The race to develop and market environmentally friendly cars is getting fiercer. As the price of gasoline hits record heights and people are becoming more concerned about global warming, car companies are increasingly investing in ‘greener’ cars. One car manufacturer showing a massive commitment to alternative vehicles is the Nissan Motor Company that has been in the news several times within the last week.
On Tuesday, Japan’s No.3 car manufacturer confirmed its plans to launch an all-electric car in the U.S. and Japan by 2010. The New York Times called Nissan’s move “the first by a major automaker to bring a zero-emission vehicle to the American market.” Nissan also envisions having a broad range of electric vehicles in the future and wants to be the world leader in zero-emissions vehicles.
The day before the company announced its green plans for the U.S., it said it will be heading into India, too. Nissan announced together with French Renault and Indian Bajaj Auto that the companies will form a joint-venture to develop, produce and market a low-cost, energy efficient car targeted at the growing Indian market. The wholesale price of the low-cost car, called ULC, will start from $2,500. The ULC will be manufactured at a new plant, with a capacity of 400,000 units per year, to be constructed in Chakan, India. The sales are to start in early 2011.

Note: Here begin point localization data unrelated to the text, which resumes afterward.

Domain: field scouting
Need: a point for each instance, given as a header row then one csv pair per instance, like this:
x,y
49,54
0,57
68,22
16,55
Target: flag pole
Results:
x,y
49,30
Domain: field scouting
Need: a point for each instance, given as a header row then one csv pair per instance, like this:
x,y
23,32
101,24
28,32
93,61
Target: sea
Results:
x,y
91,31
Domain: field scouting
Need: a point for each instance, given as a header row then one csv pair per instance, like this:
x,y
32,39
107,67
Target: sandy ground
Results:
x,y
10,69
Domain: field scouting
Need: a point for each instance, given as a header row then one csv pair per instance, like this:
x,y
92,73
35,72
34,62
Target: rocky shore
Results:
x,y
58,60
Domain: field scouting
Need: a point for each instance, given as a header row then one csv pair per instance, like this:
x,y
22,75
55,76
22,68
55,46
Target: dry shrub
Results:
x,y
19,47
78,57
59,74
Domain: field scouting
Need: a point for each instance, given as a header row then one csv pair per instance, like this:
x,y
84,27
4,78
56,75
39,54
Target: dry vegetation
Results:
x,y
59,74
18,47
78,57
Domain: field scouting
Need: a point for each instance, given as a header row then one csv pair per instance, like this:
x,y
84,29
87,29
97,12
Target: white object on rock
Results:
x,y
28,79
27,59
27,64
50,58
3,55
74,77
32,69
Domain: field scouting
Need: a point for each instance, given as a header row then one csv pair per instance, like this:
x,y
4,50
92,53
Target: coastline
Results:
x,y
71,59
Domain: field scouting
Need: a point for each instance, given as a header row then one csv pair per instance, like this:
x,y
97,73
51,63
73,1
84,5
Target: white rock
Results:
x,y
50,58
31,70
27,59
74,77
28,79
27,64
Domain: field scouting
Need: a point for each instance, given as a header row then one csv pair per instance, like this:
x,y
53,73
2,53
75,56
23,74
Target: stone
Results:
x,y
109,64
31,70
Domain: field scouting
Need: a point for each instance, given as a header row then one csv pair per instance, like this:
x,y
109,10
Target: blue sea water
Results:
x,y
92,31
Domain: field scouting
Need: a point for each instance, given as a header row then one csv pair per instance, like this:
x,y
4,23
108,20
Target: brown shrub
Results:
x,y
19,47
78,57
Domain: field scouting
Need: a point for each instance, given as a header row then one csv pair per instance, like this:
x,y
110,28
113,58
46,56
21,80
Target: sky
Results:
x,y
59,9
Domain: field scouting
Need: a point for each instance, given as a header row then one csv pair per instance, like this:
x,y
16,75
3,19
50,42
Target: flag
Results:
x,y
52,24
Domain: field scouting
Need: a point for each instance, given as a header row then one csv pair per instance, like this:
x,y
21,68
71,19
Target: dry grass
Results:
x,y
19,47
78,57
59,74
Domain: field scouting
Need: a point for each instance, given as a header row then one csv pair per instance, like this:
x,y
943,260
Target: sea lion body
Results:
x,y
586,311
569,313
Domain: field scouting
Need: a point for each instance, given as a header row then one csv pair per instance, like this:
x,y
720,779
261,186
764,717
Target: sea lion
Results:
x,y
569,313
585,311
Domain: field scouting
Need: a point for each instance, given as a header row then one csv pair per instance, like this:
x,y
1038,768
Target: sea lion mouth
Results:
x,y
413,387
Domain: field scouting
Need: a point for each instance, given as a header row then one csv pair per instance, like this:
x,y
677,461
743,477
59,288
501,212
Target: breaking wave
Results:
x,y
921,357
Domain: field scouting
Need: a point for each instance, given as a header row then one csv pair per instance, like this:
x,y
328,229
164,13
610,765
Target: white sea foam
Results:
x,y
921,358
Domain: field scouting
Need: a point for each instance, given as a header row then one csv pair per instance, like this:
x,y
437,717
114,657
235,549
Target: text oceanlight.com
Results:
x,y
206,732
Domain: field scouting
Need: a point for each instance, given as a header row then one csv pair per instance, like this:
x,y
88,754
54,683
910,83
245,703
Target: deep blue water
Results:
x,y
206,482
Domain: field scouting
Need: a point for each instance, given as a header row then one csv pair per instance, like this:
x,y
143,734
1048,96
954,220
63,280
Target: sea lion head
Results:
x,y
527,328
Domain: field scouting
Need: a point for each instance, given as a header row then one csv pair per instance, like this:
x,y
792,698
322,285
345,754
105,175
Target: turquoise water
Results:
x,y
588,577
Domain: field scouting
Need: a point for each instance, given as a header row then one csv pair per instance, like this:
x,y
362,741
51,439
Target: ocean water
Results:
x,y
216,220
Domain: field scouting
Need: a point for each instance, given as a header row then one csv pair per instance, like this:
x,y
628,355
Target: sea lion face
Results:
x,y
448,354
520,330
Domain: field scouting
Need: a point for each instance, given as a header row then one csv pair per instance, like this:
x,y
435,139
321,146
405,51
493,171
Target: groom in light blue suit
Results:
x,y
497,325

Last weekend, the Silicon Valley electric car startup Project Better Place said that Renault-Nissan, which is its partner, would likely spend between $500 million and $1 billion on building electric cars. Renault is building the cars and Nissan, via an agreement with NEC Corp., is supplying the swappable lithium-ion batteries for them.
A lot of green vehicle plans for Nissan. “We are convinced that the mass availability of affordable zero-emission vehicles is the most significant breakthrough our industry could deliver, and, together with Renault, Nissan intends to be the breakthrough leader,” said Nissan CEO Carlos Ghosn according to a company press release.
Nissan hopes the eco-shift towards cleaner cars will deliver it some market share in a time when the company is expecting a sharp fall in annual profits this year due to a weak dollar, rising commodity prices and sinking U.S. demand.
The company did start to profile itself as an SUV specialist just as those vehicles started to go out of fashion, The Independent writes. So moving to greener cars could please its consumers, as well as its shareholders.
At least the example of Toyota’s Prius hybrid cars is encouraging. And the technology is slowly getting better, as companies work on innovations to address the current challenges of electric vehicles, like the small range and tough battery technology. The tricky part part will be betting on the right technology and making the right partnerships.